- First tankōbon volume cover

最強勇者パーティーは愛が知りたい (Saikyō Yūsha Pātī wa Ai ga Shiritai)
- Genre: Fantasy; Romantic comedy;
- Written by: Hadajuban Yamada
- Published by: Comic Smart (digital); Ichijinsha (print);
- English publisher: NA: Crossed Hearts;
- Magazine: Ganma!
- Original run: August 31, 2023 – present
- Volumes: 5

= Love Beyond the Final Boss: The Hero's Quest for Love =

Japanese manga series

Love Beyond the Final Boss: The Hero's Quest for Love (最強勇者パーティーは愛が知りたい, Saikyō Yūsha Pātī wa Ai ga Shiritai) is a Japanese manga series written and illustrated by Hadajuban Yamada. It began serialization on Comic Smart's Ganma! manga website in August 2023, with its volume releases handled by Ichijinsha.

==Synopsis==
The series is set in a world where the demon lord was defeated by the strongest Hero Party. Itsuka Daihoma is an unpopular wizard in the Strongest Hero's Party, and hopes that the leader of his party, Shayu Sugoigoi, would kick him out of the party so he can build on his popularity. However, Shayu refuses to kick him out. During a meeting, it is later revealed that the Hero's Party overachieved in their defeat of the demon lord, so much so that it has lead to previously summoned heroes wreaking havoc in the world.

==Publication==
Written and illustrated by Hadajuban Yamada, Love Beyond the Final Boss: The Hero's Quest for Love began serialization on Comic Smart's Ganma! manga website on August 31, 2023. Its chapters have been compiled into five tankōbon volumes as of June 2026. Ichijinsha have released four print volumes as of November 2025.

During their panel at Anime NYC 2026, Crossed Hearts announced that it had licensed the series for English publication.

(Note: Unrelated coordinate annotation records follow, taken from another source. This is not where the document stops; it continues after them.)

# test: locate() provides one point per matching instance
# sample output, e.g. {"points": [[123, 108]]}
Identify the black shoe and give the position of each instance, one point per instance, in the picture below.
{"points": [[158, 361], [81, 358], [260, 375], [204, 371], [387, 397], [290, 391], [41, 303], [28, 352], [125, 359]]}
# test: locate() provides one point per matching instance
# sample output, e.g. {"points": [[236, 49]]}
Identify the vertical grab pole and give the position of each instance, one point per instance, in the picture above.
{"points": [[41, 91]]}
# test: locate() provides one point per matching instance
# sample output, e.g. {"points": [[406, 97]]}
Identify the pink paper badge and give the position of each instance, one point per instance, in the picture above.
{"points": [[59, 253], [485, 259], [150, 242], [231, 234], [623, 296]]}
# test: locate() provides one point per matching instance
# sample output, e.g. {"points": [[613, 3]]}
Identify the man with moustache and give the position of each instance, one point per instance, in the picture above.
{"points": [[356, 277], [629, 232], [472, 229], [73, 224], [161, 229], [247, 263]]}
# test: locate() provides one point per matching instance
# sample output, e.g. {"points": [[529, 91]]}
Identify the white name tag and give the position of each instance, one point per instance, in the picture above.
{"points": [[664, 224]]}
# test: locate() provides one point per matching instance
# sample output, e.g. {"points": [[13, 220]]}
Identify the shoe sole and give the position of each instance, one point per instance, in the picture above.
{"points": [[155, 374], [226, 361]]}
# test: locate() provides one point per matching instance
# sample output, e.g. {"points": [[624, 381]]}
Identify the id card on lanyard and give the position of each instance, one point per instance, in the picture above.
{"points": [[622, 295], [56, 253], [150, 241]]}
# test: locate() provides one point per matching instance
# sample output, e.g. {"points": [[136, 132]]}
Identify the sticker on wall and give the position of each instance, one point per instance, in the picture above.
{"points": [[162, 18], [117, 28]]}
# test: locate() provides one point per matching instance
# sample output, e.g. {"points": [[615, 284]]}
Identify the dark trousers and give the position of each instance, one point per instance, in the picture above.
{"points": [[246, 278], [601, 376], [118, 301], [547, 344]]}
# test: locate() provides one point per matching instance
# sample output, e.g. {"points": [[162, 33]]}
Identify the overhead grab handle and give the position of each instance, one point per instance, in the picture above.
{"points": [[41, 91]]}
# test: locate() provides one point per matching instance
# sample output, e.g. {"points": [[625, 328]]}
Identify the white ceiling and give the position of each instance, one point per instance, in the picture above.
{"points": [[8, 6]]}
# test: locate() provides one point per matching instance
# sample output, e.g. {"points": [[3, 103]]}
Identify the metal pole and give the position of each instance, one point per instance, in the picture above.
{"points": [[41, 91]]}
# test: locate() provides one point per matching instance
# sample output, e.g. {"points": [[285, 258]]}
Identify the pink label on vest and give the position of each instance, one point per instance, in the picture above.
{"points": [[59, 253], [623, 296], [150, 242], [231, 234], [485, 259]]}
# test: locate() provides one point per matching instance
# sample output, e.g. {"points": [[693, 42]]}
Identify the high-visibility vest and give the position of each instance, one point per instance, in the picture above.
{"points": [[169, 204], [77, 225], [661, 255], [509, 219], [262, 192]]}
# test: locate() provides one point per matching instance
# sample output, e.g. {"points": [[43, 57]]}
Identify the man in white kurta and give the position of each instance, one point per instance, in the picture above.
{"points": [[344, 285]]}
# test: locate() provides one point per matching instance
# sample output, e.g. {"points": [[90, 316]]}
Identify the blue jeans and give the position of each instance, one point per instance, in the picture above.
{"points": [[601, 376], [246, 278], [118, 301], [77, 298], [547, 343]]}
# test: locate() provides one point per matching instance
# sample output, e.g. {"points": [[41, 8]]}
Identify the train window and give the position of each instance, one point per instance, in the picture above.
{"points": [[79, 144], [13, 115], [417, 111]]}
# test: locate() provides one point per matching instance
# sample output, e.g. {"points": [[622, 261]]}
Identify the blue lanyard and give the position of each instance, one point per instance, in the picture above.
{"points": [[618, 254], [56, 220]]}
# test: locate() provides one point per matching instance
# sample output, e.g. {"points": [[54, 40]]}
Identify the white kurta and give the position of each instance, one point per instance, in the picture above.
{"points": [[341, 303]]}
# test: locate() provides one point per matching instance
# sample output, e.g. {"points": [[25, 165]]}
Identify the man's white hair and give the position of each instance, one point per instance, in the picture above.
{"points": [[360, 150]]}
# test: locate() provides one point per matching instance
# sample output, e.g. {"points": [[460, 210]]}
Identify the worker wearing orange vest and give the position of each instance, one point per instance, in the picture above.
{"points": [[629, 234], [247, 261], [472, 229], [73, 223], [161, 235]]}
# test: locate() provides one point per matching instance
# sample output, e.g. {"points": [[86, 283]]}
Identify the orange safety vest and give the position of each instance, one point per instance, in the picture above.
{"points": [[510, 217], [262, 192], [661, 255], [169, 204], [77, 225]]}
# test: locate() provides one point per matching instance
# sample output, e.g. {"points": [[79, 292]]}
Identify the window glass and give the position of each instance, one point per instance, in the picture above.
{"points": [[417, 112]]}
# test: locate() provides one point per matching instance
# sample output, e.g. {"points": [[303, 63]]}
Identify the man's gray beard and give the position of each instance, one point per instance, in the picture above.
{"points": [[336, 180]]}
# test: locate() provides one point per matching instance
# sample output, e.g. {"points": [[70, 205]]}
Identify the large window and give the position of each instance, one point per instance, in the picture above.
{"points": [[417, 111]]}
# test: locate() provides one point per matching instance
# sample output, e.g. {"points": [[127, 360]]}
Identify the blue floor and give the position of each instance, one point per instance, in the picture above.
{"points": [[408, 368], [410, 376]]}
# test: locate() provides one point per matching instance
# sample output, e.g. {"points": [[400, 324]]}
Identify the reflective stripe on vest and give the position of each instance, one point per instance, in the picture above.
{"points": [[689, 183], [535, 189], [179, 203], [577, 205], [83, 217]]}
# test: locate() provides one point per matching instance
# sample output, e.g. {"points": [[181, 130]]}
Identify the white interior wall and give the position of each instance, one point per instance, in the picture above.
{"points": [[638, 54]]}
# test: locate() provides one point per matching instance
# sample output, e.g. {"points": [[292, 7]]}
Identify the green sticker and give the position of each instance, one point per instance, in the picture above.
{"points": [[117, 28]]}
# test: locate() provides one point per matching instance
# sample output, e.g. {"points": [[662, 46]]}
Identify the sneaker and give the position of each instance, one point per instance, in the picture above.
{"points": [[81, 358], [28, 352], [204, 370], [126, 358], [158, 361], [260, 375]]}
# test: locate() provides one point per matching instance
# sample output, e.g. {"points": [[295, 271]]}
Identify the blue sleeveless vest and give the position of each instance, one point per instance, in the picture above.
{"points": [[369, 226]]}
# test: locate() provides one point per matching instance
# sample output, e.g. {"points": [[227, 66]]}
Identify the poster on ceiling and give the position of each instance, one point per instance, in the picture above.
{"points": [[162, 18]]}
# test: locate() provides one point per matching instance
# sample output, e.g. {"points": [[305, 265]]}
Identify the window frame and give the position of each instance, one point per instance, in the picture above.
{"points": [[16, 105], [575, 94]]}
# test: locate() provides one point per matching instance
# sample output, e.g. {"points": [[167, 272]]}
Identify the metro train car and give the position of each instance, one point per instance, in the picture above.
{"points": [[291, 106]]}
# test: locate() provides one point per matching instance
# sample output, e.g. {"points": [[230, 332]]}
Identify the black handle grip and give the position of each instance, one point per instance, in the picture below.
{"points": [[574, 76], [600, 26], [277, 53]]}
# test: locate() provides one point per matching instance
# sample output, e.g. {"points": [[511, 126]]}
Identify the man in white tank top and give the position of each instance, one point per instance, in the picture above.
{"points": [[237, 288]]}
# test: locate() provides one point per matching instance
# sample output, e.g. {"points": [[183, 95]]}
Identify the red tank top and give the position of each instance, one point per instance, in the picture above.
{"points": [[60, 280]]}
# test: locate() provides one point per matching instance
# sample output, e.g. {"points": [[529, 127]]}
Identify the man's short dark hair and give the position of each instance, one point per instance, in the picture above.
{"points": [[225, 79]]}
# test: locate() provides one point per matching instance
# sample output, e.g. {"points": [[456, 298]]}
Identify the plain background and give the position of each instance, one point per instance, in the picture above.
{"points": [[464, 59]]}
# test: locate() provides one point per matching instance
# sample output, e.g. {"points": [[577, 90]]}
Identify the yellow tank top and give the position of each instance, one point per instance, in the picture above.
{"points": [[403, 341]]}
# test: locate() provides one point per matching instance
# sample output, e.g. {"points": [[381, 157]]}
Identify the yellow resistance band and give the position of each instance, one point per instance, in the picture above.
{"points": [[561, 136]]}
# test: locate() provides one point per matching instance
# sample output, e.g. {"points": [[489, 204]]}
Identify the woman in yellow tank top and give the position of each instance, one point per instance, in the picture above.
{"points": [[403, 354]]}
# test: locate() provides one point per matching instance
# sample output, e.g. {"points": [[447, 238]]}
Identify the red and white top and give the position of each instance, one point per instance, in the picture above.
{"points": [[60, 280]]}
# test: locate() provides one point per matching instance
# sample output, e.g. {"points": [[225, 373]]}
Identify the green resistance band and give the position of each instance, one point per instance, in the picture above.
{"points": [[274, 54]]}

| No. | Release date | ISBN |
|---|---|---|
| 1 | June 25, 2024 | 978-4-7580-2720-5 |
| 2 | November 25, 2024 | 978-4-7580-2802-8 |
| 3 | June 4, 2025 | 978-4-7580-2922-3 |
| 4 | November 25, 2025 | 978-4-7580-2995-7 |
| 5 | June 1, 2026 | — |

==Reception==
The series was nominated for the tenth Next Manga Awards in 2024 in the web category.